Construct interactive PDF textual content extraction from Amazon S3

Image this: a compliance officer wants a selected clause throughout an audit, an legal professional wants contract phrases whereas a shopper waits on the telephone, or a finance analyst wants numbers from final quarter’s report earlier than a gathering that begins in 10 minutes. In every case, ready for a scheduled job to complete shouldn’t be sensible. You want on-demand entry to the textual content inside your PDFs.

On this publish, you’ll construct a server that extracts textual content from PDF recordsdata in Amazon S3 in actual time. This protocol-based strategy offers programmatic doc entry. You’ll stroll by means of the structure, arrange the server, and run interactive doc queries. Alongside the way in which, you’ll examine this strategy with Amazon Textract so you possibly can resolve which software matches your workload.
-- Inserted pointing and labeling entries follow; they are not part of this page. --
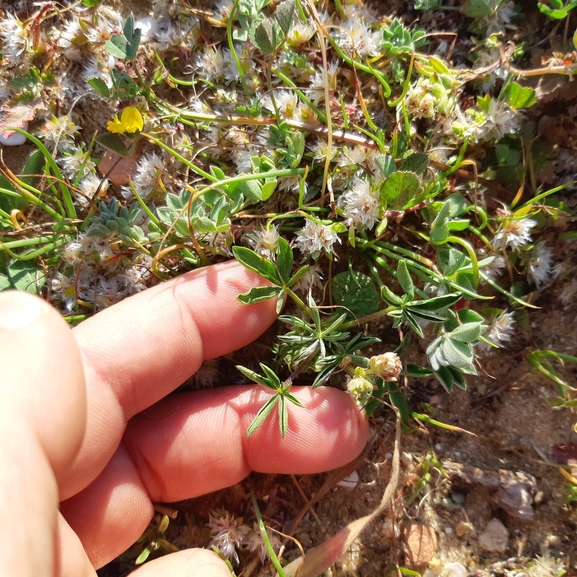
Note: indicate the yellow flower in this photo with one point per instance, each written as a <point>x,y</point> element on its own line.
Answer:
<point>130,121</point>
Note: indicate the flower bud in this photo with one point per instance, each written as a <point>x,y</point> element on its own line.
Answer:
<point>387,366</point>
<point>360,389</point>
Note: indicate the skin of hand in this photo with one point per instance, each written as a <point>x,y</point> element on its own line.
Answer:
<point>90,439</point>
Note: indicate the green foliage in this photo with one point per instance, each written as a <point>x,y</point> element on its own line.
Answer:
<point>556,9</point>
<point>407,309</point>
<point>519,96</point>
<point>279,399</point>
<point>116,220</point>
<point>451,353</point>
<point>401,40</point>
<point>22,275</point>
<point>356,292</point>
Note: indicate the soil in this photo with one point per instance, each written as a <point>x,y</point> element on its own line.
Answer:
<point>510,426</point>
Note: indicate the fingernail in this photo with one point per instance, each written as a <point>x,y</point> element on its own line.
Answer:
<point>18,309</point>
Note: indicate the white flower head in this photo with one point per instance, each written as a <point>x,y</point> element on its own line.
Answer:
<point>64,288</point>
<point>14,39</point>
<point>567,295</point>
<point>500,120</point>
<point>58,132</point>
<point>499,19</point>
<point>514,233</point>
<point>148,176</point>
<point>316,237</point>
<point>540,264</point>
<point>360,204</point>
<point>255,543</point>
<point>312,278</point>
<point>71,164</point>
<point>228,535</point>
<point>499,331</point>
<point>356,36</point>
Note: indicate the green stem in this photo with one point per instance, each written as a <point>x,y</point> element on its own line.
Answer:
<point>394,103</point>
<point>31,198</point>
<point>64,190</point>
<point>364,67</point>
<point>232,48</point>
<point>301,95</point>
<point>264,535</point>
We constructed this resolution after working with a number of groups who shared the identical frustration: their paperwork lived in Amazon S3, however getting textual content out of them on demand meant both writing customized scripts or ready on batch pipelines. This MCP server strategy sits in between, providing you with interactive entry with minimal setup. Interactive PDF textual content extraction from Amazon S3 provides you real-time solutions out of your paperwork with out batch pipelines or heavy infrastructure.
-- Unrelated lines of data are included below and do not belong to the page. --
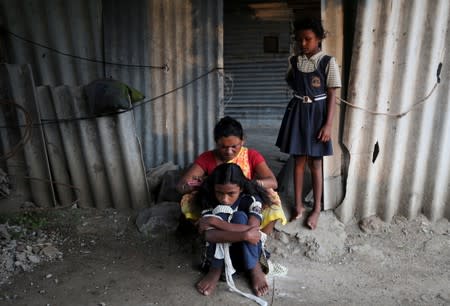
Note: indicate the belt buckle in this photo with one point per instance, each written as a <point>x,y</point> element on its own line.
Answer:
<point>307,99</point>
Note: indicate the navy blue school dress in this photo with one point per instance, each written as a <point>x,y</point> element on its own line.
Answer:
<point>306,113</point>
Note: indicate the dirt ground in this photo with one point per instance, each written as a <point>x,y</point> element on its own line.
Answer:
<point>107,261</point>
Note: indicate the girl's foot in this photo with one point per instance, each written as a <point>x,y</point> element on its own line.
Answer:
<point>259,282</point>
<point>208,283</point>
<point>297,213</point>
<point>313,219</point>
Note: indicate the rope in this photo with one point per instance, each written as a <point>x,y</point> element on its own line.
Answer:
<point>229,270</point>
<point>26,135</point>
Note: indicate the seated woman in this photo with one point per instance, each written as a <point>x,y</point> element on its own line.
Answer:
<point>229,138</point>
<point>231,217</point>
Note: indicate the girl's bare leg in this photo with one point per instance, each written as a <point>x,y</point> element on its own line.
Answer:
<point>315,166</point>
<point>259,282</point>
<point>299,171</point>
<point>208,283</point>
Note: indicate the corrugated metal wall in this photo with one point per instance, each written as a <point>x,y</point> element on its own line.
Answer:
<point>399,165</point>
<point>95,162</point>
<point>256,92</point>
<point>169,50</point>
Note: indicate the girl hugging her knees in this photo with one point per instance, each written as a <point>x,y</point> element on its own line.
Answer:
<point>230,224</point>
<point>306,128</point>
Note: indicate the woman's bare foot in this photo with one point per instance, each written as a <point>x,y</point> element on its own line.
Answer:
<point>313,219</point>
<point>208,283</point>
<point>259,282</point>
<point>297,213</point>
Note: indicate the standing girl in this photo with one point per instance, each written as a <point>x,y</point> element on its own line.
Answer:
<point>305,131</point>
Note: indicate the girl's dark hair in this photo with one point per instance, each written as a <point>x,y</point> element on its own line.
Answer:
<point>312,24</point>
<point>226,127</point>
<point>227,173</point>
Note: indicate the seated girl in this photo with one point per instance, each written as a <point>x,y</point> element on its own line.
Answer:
<point>230,223</point>
<point>229,139</point>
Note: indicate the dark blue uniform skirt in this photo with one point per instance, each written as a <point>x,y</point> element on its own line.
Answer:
<point>300,127</point>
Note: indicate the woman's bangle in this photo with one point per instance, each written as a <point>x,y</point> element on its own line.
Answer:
<point>260,183</point>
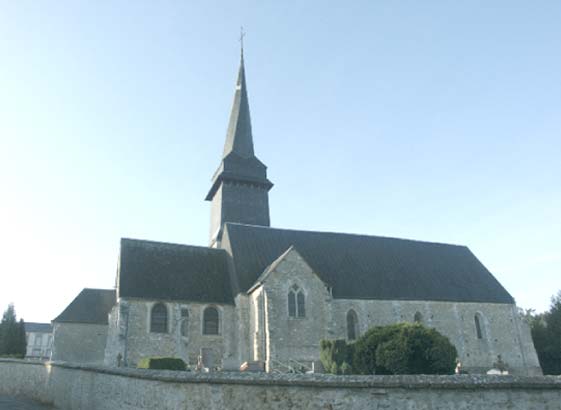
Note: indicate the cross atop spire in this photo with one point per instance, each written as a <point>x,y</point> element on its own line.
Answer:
<point>242,35</point>
<point>240,188</point>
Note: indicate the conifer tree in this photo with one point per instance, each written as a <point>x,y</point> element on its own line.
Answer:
<point>12,334</point>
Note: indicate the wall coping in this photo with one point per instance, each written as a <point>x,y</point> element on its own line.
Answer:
<point>445,382</point>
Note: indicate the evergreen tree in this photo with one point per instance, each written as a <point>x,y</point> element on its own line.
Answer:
<point>12,334</point>
<point>546,332</point>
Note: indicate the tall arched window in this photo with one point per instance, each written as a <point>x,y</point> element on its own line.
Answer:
<point>479,326</point>
<point>296,302</point>
<point>159,318</point>
<point>210,321</point>
<point>184,322</point>
<point>352,325</point>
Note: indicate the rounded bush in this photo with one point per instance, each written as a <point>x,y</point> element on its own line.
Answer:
<point>404,348</point>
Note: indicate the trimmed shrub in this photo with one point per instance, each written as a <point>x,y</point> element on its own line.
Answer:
<point>162,363</point>
<point>336,356</point>
<point>364,356</point>
<point>404,348</point>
This MCP-based choice works nicely for text-based PDFs in improvement and proof of idea settings. For advanced doc processing like optical character recognition (OCR), type extraction, and format evaluation, Amazon Textract stays the advisable selection.
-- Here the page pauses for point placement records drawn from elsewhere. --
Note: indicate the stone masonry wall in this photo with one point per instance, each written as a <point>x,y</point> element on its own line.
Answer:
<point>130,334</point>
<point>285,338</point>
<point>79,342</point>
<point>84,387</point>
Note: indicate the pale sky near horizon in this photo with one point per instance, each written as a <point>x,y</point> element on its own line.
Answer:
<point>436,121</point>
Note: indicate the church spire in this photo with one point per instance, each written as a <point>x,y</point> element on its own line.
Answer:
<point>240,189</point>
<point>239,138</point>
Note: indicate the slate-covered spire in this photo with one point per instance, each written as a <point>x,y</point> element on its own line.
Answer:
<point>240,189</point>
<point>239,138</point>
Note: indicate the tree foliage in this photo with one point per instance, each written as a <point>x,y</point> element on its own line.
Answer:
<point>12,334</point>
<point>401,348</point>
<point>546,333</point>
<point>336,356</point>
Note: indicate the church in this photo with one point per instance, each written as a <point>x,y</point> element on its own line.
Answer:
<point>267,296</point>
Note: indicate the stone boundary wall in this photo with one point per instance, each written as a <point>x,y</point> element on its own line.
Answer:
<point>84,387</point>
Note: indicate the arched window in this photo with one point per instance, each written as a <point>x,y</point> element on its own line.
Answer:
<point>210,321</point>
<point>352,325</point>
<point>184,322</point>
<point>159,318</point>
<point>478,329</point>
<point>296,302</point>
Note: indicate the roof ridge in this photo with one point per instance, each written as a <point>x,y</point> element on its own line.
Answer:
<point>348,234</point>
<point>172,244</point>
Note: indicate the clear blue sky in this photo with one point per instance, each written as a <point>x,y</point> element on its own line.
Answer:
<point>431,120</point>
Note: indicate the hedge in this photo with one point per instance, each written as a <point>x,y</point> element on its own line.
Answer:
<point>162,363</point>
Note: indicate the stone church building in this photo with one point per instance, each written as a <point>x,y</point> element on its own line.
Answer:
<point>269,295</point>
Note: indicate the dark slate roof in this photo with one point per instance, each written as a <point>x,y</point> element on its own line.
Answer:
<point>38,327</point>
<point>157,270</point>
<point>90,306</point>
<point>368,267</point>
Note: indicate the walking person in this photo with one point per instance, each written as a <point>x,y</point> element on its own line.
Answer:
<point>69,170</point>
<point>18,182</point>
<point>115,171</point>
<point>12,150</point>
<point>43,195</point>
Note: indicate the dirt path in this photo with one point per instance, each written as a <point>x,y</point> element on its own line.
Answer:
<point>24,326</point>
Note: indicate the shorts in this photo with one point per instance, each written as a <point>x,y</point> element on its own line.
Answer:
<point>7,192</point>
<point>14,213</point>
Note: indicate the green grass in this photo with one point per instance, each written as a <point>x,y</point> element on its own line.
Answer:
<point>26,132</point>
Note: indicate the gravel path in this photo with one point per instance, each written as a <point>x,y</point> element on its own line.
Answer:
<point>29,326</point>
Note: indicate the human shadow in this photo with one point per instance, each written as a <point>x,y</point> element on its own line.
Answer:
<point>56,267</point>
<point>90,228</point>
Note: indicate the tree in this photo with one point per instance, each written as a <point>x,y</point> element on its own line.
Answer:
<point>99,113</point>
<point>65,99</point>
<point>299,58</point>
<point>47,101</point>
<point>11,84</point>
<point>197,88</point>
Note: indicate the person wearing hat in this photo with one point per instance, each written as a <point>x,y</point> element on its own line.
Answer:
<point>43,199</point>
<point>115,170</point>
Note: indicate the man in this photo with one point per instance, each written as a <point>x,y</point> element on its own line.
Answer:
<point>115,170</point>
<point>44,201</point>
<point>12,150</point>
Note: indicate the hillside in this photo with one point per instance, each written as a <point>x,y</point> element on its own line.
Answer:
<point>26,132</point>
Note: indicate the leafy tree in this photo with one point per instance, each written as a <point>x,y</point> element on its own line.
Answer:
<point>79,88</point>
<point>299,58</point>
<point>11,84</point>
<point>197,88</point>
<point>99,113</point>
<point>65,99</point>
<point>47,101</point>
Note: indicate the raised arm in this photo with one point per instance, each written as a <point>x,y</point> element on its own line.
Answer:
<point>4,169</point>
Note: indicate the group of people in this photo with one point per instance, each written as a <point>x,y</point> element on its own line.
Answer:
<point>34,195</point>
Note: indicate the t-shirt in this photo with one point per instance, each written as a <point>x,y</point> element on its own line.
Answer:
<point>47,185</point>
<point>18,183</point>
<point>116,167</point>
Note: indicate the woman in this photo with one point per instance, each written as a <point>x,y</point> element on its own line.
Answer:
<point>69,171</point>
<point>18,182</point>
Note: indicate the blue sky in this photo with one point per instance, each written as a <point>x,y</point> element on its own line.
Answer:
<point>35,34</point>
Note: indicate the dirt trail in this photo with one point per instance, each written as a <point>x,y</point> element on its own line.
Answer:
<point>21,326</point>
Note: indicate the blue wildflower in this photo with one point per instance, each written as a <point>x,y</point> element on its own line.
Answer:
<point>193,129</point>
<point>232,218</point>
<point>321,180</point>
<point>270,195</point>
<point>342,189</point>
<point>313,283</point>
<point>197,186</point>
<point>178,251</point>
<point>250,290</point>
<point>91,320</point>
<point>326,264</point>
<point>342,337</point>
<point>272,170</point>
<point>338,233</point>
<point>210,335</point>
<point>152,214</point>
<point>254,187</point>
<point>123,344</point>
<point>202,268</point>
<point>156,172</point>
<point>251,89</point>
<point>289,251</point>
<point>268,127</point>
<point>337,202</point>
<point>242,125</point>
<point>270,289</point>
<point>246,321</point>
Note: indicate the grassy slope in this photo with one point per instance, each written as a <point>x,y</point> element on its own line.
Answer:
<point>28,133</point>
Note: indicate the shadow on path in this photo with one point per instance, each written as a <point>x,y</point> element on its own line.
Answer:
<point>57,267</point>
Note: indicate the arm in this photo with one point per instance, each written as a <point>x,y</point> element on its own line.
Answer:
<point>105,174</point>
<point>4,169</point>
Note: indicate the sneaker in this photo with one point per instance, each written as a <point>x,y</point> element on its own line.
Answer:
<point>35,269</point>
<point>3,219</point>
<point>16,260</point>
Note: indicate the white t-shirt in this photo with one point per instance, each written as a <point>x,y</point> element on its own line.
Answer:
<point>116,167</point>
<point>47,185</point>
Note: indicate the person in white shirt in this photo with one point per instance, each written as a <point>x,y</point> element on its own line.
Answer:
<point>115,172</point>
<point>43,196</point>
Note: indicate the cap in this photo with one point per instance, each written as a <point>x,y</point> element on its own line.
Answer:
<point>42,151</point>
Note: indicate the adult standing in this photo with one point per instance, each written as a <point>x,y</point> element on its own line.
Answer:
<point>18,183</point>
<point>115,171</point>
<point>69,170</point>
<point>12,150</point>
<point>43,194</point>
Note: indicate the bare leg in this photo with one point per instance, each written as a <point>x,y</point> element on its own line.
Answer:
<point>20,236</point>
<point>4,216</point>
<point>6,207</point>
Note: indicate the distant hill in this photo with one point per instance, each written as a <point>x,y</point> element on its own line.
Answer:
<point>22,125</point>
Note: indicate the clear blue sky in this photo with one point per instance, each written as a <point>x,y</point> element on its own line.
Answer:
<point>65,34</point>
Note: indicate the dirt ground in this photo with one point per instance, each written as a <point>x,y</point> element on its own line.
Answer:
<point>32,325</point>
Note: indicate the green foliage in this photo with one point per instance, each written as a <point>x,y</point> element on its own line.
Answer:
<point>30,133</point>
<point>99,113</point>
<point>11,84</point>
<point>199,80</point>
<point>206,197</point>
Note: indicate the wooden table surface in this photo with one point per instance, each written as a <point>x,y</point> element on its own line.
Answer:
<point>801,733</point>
Who advantages from this strategy

This resolution matches a number of frequent roles. If these eventualities sound like your day-to-day, learn on.

Compliance and authorized groups: Throughout a time-sensitive overview, you could find a selected clause buried in a 200-page coverage doc or contract. Looking out manually takes too lengthy. With this resolution, you ask a query in pure language and get the related passage again in seconds.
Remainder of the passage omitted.